Archives For HP

If you are importing the HP Smart Array (hpsa) controller driver in Update Manager (VUM), be aware of the following issue, especially if your VUM repository already contains a previous version of the HP hpsa driver.

Recently, I imported the latest HP Smart Array (hpsa version 5.0.0.60-1) driver in VUM, created a new baseline and attached it to hosts. I noticed the compliance for this new baseline changed to green/compliant right away, though I knew these hosts did not have the latest hpsa driver update. After scanning the hosts again, the baseline still showed as green and the details showed “Not Applicable”. When I took a further look at the VUM repository, it appeared that the old version of the hpsa driver, version 5.0.0.44, which I then recalled was in the repository before I imported the newer version, was no longer there. There was only one HP hpsa host extension that could be seen in the VUM repository GUI, and its release date was consistent with the hpsa 5.0.0.60-1 driver.  It was almost as if the two hpsa driver versions had merged in VUM.

The root cause? It appears that the HP hpsa patch name and patch ID in the metadata was the same across various hpsa driver version releases, and had not been made unique by the vendor (hpsa driver for ESX, Patch ID hpsa-500-5.0.0 for multiple versions). In addition, VUM did not warn me that I was trying to import a patch with a patch name and patch ID that was already in the VUM repository.

Screen Shot 2014-07-10 at 12.05.20 AM

Since Update Manager 5.0 does not let you remove items from the repository, the solution that is often proposed is to reinstall Update Manager and start clean. However, I was provided with a workaround for the issue that did not require an immediate reinstall of VUM, though eventually a reinstall will be required to clean up the repository. Hopefully, HP and VMware engineers will make the improvement needed to prevent this type of issue (and make it easier to remove items from the repository).

Workaround – Before you import the latest hpsa driver bundle, extract the files from the bundle. Tweak the following lines in the .xml files below. Zip the files again.

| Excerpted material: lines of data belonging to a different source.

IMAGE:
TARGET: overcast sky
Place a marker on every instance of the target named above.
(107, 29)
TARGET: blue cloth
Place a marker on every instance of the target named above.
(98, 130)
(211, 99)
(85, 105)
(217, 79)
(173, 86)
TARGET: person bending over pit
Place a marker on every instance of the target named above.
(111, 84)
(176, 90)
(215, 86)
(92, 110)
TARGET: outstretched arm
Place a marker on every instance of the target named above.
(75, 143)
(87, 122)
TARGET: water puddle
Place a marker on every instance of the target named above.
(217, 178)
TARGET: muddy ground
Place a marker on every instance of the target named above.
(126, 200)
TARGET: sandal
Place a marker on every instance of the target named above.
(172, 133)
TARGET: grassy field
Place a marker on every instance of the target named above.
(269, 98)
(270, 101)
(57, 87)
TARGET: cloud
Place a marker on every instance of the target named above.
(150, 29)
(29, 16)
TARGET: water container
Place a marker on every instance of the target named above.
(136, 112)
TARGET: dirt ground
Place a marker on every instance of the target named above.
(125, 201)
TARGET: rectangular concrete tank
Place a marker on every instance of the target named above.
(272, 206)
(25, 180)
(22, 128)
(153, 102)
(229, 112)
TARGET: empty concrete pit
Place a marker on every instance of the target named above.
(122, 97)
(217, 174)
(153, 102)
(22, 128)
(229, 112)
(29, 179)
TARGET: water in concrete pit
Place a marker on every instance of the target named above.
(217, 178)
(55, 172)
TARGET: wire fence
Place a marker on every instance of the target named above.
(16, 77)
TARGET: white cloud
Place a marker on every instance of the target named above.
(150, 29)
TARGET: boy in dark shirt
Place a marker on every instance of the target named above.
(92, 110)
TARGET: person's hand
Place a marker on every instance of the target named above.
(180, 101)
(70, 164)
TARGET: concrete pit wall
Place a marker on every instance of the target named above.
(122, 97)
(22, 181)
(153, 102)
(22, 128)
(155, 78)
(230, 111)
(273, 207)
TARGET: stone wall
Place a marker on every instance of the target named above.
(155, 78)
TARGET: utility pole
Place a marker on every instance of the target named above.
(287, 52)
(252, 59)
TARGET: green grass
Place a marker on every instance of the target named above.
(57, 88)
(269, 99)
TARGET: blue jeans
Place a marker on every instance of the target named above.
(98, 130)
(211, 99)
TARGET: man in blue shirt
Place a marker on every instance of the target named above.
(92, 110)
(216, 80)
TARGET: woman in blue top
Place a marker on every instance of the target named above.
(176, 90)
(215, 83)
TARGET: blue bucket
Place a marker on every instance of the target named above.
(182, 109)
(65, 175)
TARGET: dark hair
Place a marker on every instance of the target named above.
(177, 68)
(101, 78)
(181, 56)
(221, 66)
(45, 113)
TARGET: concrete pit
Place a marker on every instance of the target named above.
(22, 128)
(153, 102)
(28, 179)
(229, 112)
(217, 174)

For example, for the hpsa 5.0.0.60-1 bundle, modify the tag in the following two files (ie. add the exact version number to the end of the id):

• hpsa-500-5.0.0-1874739\hpsa-500-5.0.0-offline_bundle-1874739\metadata\vmware.xml
• hpsa-500-5.0.0-1874739\hpsa-500-5.0.0-offline_bundle-1874739\metadata\bulletins\ hpsa-500-5.0.0.xml

Screen Shot 2014-07-10 at 12.05.41 AM

As you import the modified bundle in VUM, you should be able to see in the import wizard if this worked because the patch ID you see in the wizard should match the patch ID you assigned in the steps above.  Try these steps in the lab, use at your own risk, and let me know if you find any issues with the workaround.

Speaking of the HP Smart Array controller ESXi driver, make sure to check out this advisory if you have not seen it already: http://bit.ly/1mVFHQK

Advertisements

If you run VMware on HP Proliant servers, then you are probably familiar with http://vibsdepot.hp.com.  In addition to HP customized VMware ESXi ISOs and software bundles, this site also has what HP refers to as VMware firmware and software “recipes”.  The “recipes” list the drivers and firmware that HP recommends running along with a specified Service Pack for Proliant (SPP) and certain ESXi versions.  While applying newer firmware and drivers to HP Blade enclosures can be a pain, it’s a good idea to perform these updates 1-2 times a year since each SPP is only supported for 1 year.

Stacy’s Example:

In the following example, I used the September 2013 “recipe” to apply updates to HP C7000 Blade Enclosures that were already running ESXi 5.0 Update 2 hosts.  There is more than one way to apply these updates, but this is the method I found the easiest.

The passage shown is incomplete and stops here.